The series is a follow-up to the 2011 film of the same name and follows Brian Finch (Jake McDorman), a twenty-something slacker who lives with his parents and performs in empty bars as the last member of his high school rock band. In the pilot episode he is introduced to NZT, the mysterious miracle pill that gives him perfect recall of everything he has ever seen or done, making him the smartest person in the world for the twelve hours after taking it.
He is soon paired up with FBI Special Agent Rebecca Harris (Jennifer Carpenter) who acts as his handler while the FBI investigates the drug and the reason why Brian is apparently immune to its fatal side-effects. Secretly, this immunity is from an injection given to Brian by Eddie Morra (Bradley Cooper), the protagonist from the 2011 film, in exchange for Brian spying on the FBI’s on Morra’s behalf.
The series drops the thriller aspects from the original film in exchange for a slot in the crowded police drama market and, while the two leads do follow the cliché “responsible lady skeptic” and “quirky immature dude” pairing, what they do with the rest of the show is fascinating.
One thing that separates Limitless from other cop shows is its refusal to fully adhere to the normal “cop show” episode pattern.

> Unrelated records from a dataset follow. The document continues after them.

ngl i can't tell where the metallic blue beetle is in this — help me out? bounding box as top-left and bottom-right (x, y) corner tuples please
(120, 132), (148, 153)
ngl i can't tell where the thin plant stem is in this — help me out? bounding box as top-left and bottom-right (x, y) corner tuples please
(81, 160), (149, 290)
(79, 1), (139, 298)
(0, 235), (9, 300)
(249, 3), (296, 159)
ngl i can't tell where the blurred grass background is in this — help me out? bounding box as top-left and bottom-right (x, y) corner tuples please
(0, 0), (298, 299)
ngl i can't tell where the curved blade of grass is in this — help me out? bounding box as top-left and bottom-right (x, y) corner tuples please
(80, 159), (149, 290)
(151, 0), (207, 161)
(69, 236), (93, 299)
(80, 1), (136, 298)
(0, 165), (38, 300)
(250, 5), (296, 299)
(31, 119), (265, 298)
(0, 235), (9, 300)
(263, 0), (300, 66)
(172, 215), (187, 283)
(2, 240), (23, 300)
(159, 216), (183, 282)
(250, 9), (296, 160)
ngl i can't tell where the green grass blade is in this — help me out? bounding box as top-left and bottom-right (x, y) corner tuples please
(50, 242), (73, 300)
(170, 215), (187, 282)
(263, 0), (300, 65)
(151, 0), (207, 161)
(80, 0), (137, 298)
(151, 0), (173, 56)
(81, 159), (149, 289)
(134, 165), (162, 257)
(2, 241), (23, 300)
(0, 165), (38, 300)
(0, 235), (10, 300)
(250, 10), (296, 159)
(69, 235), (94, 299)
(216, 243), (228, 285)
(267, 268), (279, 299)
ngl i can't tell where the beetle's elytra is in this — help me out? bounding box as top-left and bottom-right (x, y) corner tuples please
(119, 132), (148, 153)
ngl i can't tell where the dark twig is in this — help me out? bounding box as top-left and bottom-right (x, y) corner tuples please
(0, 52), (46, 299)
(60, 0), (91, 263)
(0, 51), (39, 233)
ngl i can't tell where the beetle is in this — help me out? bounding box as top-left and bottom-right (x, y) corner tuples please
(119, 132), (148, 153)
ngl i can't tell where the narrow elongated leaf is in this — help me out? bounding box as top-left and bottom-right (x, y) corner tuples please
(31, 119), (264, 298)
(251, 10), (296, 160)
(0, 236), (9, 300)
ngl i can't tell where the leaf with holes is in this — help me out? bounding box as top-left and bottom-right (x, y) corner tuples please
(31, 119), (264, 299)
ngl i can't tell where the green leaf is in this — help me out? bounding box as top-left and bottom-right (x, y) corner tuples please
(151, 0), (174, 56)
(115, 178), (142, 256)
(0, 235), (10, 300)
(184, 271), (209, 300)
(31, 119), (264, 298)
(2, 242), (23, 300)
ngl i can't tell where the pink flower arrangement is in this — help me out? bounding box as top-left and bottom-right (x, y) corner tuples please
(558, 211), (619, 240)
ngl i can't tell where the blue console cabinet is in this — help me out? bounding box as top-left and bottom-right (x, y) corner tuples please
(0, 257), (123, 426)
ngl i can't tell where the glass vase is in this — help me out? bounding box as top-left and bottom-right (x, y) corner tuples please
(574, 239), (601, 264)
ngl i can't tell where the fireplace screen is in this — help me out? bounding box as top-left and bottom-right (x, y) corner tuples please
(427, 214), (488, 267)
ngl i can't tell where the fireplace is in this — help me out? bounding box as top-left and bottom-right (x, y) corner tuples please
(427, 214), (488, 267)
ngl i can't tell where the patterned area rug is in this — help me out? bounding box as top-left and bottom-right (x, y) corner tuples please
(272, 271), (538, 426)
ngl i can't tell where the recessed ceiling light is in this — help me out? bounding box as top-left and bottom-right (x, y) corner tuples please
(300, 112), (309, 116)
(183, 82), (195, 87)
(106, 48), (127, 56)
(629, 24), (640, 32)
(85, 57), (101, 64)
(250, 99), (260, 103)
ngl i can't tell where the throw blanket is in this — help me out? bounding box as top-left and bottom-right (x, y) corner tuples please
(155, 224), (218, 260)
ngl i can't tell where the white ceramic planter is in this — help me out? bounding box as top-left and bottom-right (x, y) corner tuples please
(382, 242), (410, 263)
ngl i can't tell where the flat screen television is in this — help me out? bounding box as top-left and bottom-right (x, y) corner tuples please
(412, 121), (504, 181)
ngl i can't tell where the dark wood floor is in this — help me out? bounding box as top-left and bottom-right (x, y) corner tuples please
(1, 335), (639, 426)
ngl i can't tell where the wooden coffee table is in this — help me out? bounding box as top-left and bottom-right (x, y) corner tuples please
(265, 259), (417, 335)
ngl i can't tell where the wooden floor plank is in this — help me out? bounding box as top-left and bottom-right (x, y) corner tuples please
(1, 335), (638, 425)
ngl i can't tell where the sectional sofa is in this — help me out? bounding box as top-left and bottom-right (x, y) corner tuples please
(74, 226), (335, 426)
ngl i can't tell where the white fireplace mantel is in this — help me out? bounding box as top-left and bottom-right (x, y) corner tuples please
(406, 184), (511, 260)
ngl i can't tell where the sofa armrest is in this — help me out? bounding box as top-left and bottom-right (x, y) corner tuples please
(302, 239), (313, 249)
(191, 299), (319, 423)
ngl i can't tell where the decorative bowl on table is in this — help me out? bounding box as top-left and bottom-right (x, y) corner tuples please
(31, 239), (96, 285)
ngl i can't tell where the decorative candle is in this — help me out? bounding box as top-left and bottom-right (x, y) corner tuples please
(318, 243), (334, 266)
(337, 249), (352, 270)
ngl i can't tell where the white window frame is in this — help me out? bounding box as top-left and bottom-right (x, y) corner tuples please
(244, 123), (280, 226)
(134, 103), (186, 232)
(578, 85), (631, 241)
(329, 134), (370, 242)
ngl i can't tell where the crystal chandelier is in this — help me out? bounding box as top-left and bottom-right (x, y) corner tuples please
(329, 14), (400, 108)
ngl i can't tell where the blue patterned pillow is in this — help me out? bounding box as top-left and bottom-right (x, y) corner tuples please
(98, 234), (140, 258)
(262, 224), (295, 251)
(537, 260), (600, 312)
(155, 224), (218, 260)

We’ve seen the pattern before: dead body is found, cops investigate, weird evidence/complication, crazy theory, personal issues, sudden revelation, mystery solved. As the show goes on, however, this becomes less and less the plot. Recent episodes have dropped this pattern entirely, such as having Brian work to arrest the FBI’s entire 10 Most Wanted Criminals list as part of a bet to get his own office.
Where the show excels is how we see things through Brian’s imagination, like picturing his co-workers in dramatic action film scenarios before getting corrected. Another episode — where Brian visits his first bloody murder scene — has him retreat into his mind where a Barney the Dinosaur lookalike suggests replacing all the “scary” words with ” fun” words. Then the rest of the episode has the agents say things like “we have a serial hugger on our hands” and referencing the “soda pop” spatter on the walls and body.
In a recent episode, Brian bribes a high-ranking Russian official with spoilers for the ending of Game of Thrones. No secret mistress, no gun to his head, just a cellphone with a direct line to George R.R. Martin and the ultimate fate of Westeros. The writers of Limitless didn’t need to do that. But they did. And it made me smile.
It is moments like this that set this show apart. This fun little moment is Limitless in a nutshell, telling you everything you need to know about Brian Finch, about the world he lives in, and about the show itself. It is a fun, well-written show with likeable characters that is not afraid to buck convention.
And it is brilliant.
Limitless airs Mondays at 9 p.m. on Global.